Myślę sobie "o kurde dzikie, to może być dobry serial"... Scena o podobnej "mocy" nie pojawiła się w żadnym z 262 odcinków, tak jakby scenarzyści dostali opierdziel że za mocno wystartowali.
  • 0
@Duddkov:
1. przez skokowy poziom odcinków. Jedne są rewelacyjne, np. ten z pilotem do wczytywania życia jak w grze, a chwilę potem odcinek o przerośniętych plemnikach.
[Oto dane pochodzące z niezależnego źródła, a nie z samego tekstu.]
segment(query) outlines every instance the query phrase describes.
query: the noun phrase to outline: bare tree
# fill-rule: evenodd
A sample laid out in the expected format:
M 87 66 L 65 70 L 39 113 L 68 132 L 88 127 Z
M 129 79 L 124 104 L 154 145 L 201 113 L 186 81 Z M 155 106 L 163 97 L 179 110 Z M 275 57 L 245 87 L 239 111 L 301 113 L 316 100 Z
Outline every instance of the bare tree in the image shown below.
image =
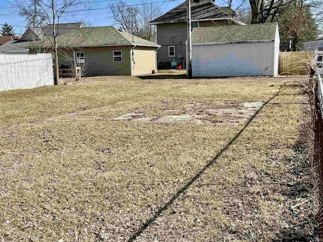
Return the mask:
M 54 50 L 55 56 L 56 77 L 58 83 L 59 79 L 58 48 L 57 35 L 60 21 L 70 18 L 76 12 L 71 10 L 73 6 L 81 3 L 81 0 L 14 0 L 14 5 L 32 25 L 47 24 L 50 26 L 51 37 L 47 40 Z
M 20 15 L 25 18 L 28 26 L 34 28 L 43 25 L 46 18 L 39 7 L 41 0 L 15 0 L 13 2 L 14 7 L 19 10 Z
M 109 7 L 114 25 L 123 31 L 149 41 L 156 39 L 155 26 L 148 22 L 161 15 L 159 6 L 143 2 L 139 6 L 128 6 L 124 0 L 111 4 Z

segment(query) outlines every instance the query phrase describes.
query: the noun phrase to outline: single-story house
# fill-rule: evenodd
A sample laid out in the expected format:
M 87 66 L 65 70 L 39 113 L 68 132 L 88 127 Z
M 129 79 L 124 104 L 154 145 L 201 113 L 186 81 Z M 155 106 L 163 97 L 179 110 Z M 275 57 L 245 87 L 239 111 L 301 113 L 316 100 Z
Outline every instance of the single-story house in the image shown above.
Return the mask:
M 306 51 L 323 50 L 323 37 L 315 40 L 303 42 L 303 50 Z
M 73 29 L 57 40 L 60 66 L 80 67 L 83 76 L 134 76 L 157 70 L 160 45 L 113 26 Z M 52 49 L 48 40 L 43 45 Z
M 42 27 L 27 28 L 21 37 L 17 36 L 0 36 L 0 53 L 7 54 L 28 54 L 29 52 L 28 46 L 32 41 L 43 39 L 46 37 L 53 36 L 52 25 L 47 25 Z M 83 28 L 84 25 L 82 23 L 68 23 L 55 25 L 58 34 L 62 34 L 68 31 Z M 5 41 L 5 43 L 3 43 Z
M 279 44 L 277 23 L 195 28 L 192 76 L 277 76 Z
M 47 24 L 44 27 L 29 27 L 20 38 L 21 41 L 33 41 L 40 40 L 44 37 L 52 37 L 53 35 L 52 24 Z M 67 33 L 72 29 L 84 28 L 84 25 L 82 23 L 67 23 L 56 24 L 55 30 L 57 34 Z

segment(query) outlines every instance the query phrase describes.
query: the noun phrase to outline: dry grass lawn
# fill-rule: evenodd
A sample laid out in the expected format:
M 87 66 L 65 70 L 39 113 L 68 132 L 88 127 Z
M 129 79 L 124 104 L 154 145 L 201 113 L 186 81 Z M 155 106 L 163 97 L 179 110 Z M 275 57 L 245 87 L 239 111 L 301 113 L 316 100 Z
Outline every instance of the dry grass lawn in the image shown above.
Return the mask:
M 0 93 L 0 241 L 313 237 L 296 81 L 132 78 Z M 233 126 L 113 119 L 197 101 L 268 102 Z

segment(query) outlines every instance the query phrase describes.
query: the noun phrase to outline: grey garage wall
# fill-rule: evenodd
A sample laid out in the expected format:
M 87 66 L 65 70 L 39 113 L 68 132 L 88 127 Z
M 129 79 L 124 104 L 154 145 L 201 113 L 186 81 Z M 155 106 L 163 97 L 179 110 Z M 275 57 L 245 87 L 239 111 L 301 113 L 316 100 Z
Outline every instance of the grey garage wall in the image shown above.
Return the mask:
M 273 41 L 192 46 L 193 77 L 274 76 L 275 62 Z

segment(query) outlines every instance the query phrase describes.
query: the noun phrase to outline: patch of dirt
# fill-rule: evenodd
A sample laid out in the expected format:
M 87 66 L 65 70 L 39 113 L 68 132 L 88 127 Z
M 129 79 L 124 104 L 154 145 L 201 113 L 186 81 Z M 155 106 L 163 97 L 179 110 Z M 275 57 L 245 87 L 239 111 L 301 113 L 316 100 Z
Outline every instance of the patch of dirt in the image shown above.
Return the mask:
M 260 108 L 261 102 L 224 102 L 220 104 L 205 101 L 171 100 L 160 103 L 160 112 L 168 115 L 149 116 L 152 107 L 138 109 L 114 118 L 125 121 L 143 121 L 156 123 L 189 123 L 216 126 L 237 126 L 247 121 Z M 174 108 L 174 107 L 176 107 Z

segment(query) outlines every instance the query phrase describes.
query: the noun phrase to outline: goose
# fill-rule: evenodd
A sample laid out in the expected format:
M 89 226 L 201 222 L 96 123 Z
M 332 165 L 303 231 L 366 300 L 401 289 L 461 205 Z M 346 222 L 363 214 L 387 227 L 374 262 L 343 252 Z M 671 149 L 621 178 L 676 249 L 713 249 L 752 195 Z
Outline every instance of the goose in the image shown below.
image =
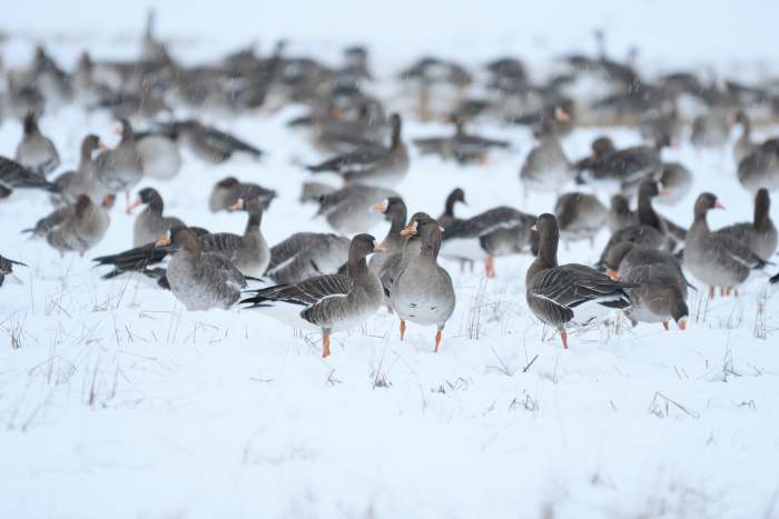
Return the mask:
M 751 222 L 734 223 L 716 231 L 720 236 L 730 236 L 748 247 L 763 261 L 777 250 L 777 228 L 769 214 L 771 198 L 767 189 L 760 189 L 755 197 L 755 219 Z
M 741 137 L 739 137 L 736 144 L 733 144 L 733 160 L 736 161 L 736 166 L 738 166 L 743 159 L 752 154 L 758 147 L 752 143 L 751 139 L 752 121 L 743 111 L 739 110 L 736 114 L 736 123 L 741 124 L 741 128 L 743 128 Z
M 551 121 L 544 119 L 541 123 L 539 144 L 527 154 L 520 170 L 520 180 L 525 188 L 525 201 L 530 191 L 560 192 L 574 177 L 575 169 L 565 157 Z
M 522 253 L 532 247 L 533 219 L 510 207 L 490 209 L 445 229 L 441 256 L 461 262 L 484 261 L 487 278 L 494 278 L 494 257 Z
M 387 231 L 387 236 L 384 238 L 384 241 L 382 241 L 382 247 L 387 250 L 387 253 L 374 256 L 371 258 L 371 261 L 368 261 L 368 267 L 371 270 L 378 276 L 387 258 L 395 252 L 403 251 L 406 239 L 401 231 L 405 229 L 408 211 L 406 209 L 406 204 L 403 202 L 403 199 L 397 197 L 389 197 L 381 203 L 371 206 L 371 209 L 375 209 L 376 211 L 384 213 L 384 218 L 389 220 L 389 230 Z
M 244 276 L 259 278 L 270 262 L 270 249 L 259 226 L 263 220 L 263 202 L 257 197 L 241 198 L 230 209 L 248 212 L 244 236 L 229 232 L 205 234 L 199 238 L 200 248 L 227 258 Z
M 392 283 L 389 305 L 401 318 L 401 340 L 406 321 L 421 326 L 435 325 L 435 352 L 438 351 L 441 331 L 454 313 L 456 297 L 452 278 L 437 263 L 441 249 L 438 222 L 430 217 L 417 218 L 401 234 L 418 240 L 420 246 L 404 249 L 404 268 Z
M 622 241 L 631 241 L 635 244 L 649 246 L 661 250 L 670 248 L 668 223 L 652 208 L 652 199 L 665 192 L 668 190 L 659 186 L 658 182 L 645 180 L 641 184 L 641 188 L 639 188 L 639 224 L 625 227 L 611 234 L 598 262 L 599 268 L 605 268 L 605 258 L 609 254 L 609 250 Z
M 362 325 L 382 306 L 382 283 L 365 260 L 373 252 L 384 252 L 384 248 L 371 234 L 357 234 L 349 244 L 347 276 L 317 276 L 263 288 L 240 302 L 284 325 L 319 330 L 322 357 L 326 358 L 332 333 Z
M 59 192 L 52 194 L 56 206 L 71 206 L 76 203 L 79 194 L 87 194 L 92 203 L 107 203 L 100 186 L 95 182 L 90 172 L 92 169 L 92 153 L 98 149 L 107 150 L 108 147 L 95 134 L 89 134 L 81 141 L 81 158 L 75 171 L 66 171 L 53 179 L 53 183 L 59 187 Z
M 30 171 L 19 162 L 0 157 L 0 187 L 7 191 L 14 189 L 43 189 L 59 192 L 59 186 L 46 180 L 42 176 Z
M 128 214 L 132 214 L 132 209 L 140 204 L 146 204 L 132 228 L 132 247 L 141 247 L 152 241 L 158 241 L 160 236 L 165 236 L 174 226 L 184 226 L 184 222 L 176 217 L 164 217 L 165 203 L 162 197 L 156 189 L 146 188 L 138 191 L 135 203 L 127 209 Z
M 297 232 L 270 249 L 265 276 L 277 285 L 292 285 L 337 273 L 348 260 L 349 243 L 343 236 Z
M 591 267 L 558 265 L 560 232 L 553 214 L 541 214 L 533 226 L 541 236 L 539 256 L 525 275 L 527 307 L 542 322 L 560 332 L 568 349 L 566 329 L 589 325 L 612 309 L 630 307 L 628 288 Z
M 565 193 L 558 198 L 554 217 L 560 226 L 560 237 L 565 242 L 590 240 L 594 247 L 594 237 L 605 227 L 609 212 L 598 198 L 582 192 Z
M 395 191 L 361 183 L 349 184 L 318 197 L 317 216 L 342 234 L 365 232 L 382 220 L 382 213 L 371 209 L 376 200 L 401 198 Z
M 144 162 L 144 174 L 152 179 L 169 180 L 181 169 L 181 154 L 176 137 L 164 133 L 135 134 L 136 151 Z
M 741 186 L 752 196 L 765 188 L 779 189 L 779 139 L 769 139 L 741 161 L 738 169 Z
M 22 263 L 21 261 L 13 261 L 0 256 L 0 287 L 2 287 L 6 283 L 6 280 L 11 280 L 17 285 L 21 285 L 21 280 L 13 276 L 14 265 L 27 267 L 27 265 Z
M 127 193 L 130 207 L 130 189 L 144 178 L 144 162 L 136 150 L 132 127 L 127 119 L 121 123 L 121 141 L 112 150 L 106 150 L 92 161 L 91 176 L 107 194 Z
M 227 310 L 240 299 L 240 289 L 246 288 L 244 275 L 224 256 L 204 252 L 190 228 L 172 227 L 157 246 L 176 251 L 166 277 L 170 291 L 188 311 Z
M 392 144 L 389 148 L 366 146 L 355 151 L 335 157 L 317 166 L 306 167 L 308 171 L 334 172 L 346 182 L 392 188 L 408 171 L 408 150 L 401 140 L 401 117 L 392 118 Z
M 68 251 L 77 251 L 80 257 L 95 247 L 106 234 L 110 218 L 106 210 L 92 203 L 86 194 L 80 194 L 75 206 L 57 209 L 36 223 L 33 237 L 46 236 L 46 241 L 59 251 L 60 258 Z
M 267 211 L 277 193 L 256 183 L 239 182 L 234 177 L 227 177 L 214 186 L 208 198 L 208 209 L 211 212 L 228 211 L 241 197 L 248 196 L 257 197 L 263 203 L 263 210 Z
M 760 270 L 766 261 L 741 244 L 736 238 L 716 234 L 709 229 L 706 214 L 711 209 L 724 209 L 712 193 L 698 197 L 694 207 L 694 221 L 690 227 L 684 247 L 684 266 L 700 281 L 709 286 L 709 298 L 714 298 L 714 288 L 720 295 L 730 295 L 749 278 L 751 270 Z
M 687 280 L 677 269 L 668 265 L 642 265 L 633 267 L 622 281 L 637 285 L 627 289 L 631 305 L 624 311 L 634 327 L 639 322 L 662 322 L 668 330 L 668 321 L 673 319 L 680 330 L 686 329 L 690 317 Z
M 34 112 L 24 117 L 24 134 L 17 147 L 16 161 L 34 171 L 47 176 L 60 164 L 59 153 L 51 139 L 41 134 L 38 129 Z

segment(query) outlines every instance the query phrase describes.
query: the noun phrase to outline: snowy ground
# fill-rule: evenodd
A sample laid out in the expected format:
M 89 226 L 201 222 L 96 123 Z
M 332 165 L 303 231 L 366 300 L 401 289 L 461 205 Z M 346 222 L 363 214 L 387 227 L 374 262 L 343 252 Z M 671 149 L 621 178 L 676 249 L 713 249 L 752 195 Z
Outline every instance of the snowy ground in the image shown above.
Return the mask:
M 160 11 L 165 33 L 175 22 Z M 24 62 L 30 41 L 4 43 L 4 61 Z M 106 56 L 136 48 L 96 41 Z M 50 50 L 70 66 L 86 44 L 52 41 Z M 207 52 L 191 47 L 171 52 L 190 62 Z M 740 49 L 751 51 L 749 43 Z M 417 56 L 376 52 L 392 56 L 376 62 L 383 77 Z M 314 207 L 296 201 L 306 179 L 298 163 L 319 157 L 284 126 L 300 112 L 217 121 L 268 150 L 260 163 L 211 168 L 185 151 L 177 178 L 140 187 L 158 189 L 168 214 L 240 232 L 243 213 L 207 210 L 210 187 L 230 174 L 279 191 L 263 220 L 269 243 L 329 231 L 312 219 Z M 75 107 L 40 126 L 62 168 L 76 164 L 86 133 L 118 140 L 108 117 L 87 119 Z M 445 131 L 412 121 L 404 138 Z M 462 187 L 469 207 L 458 207 L 460 216 L 497 204 L 550 211 L 551 196 L 522 206 L 517 172 L 531 134 L 480 131 L 515 150 L 486 168 L 414 156 L 397 187 L 410 210 L 437 214 Z M 564 148 L 571 158 L 585 156 L 602 132 L 618 146 L 640 138 L 582 128 Z M 21 126 L 6 120 L 0 154 L 12 156 L 20 134 Z M 710 216 L 712 228 L 751 219 L 729 152 L 698 158 L 688 143 L 663 153 L 688 166 L 696 186 L 662 213 L 689 226 L 694 196 L 710 190 L 728 207 Z M 30 267 L 17 270 L 26 285 L 0 292 L 0 517 L 779 517 L 779 298 L 765 277 L 738 298 L 691 292 L 686 332 L 620 322 L 571 337 L 563 350 L 524 303 L 531 258 L 497 259 L 492 280 L 442 261 L 458 299 L 438 353 L 433 328 L 408 325 L 401 342 L 397 319 L 379 312 L 334 336 L 333 355 L 322 359 L 317 335 L 250 311 L 187 312 L 137 277 L 100 280 L 105 271 L 90 258 L 130 247 L 134 220 L 124 200 L 106 238 L 82 259 L 60 261 L 20 234 L 49 209 L 43 194 L 0 206 L 0 253 Z M 382 239 L 387 227 L 373 232 Z M 608 238 L 599 234 L 594 250 L 585 242 L 561 249 L 560 261 L 591 263 Z

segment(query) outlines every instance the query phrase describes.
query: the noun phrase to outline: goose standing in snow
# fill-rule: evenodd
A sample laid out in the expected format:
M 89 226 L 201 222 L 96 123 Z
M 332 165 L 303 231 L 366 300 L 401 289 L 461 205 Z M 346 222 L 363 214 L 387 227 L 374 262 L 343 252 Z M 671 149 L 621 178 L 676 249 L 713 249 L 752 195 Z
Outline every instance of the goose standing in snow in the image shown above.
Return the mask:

Odcinek o symulacji, w symulacji, w innej symulacji, a potem odcinek cały poświęcony że jerry ma przelecieć matkę.

2. serial ma łatkę że naśmiewa się z rzeczy z których śmiać się nie powinno, np. bohaterowie w tym samym odcinku odtwarzają pearl harbor, a chwilę potem wstrzymują się od odtworzenia 9/11 bo to by było złe.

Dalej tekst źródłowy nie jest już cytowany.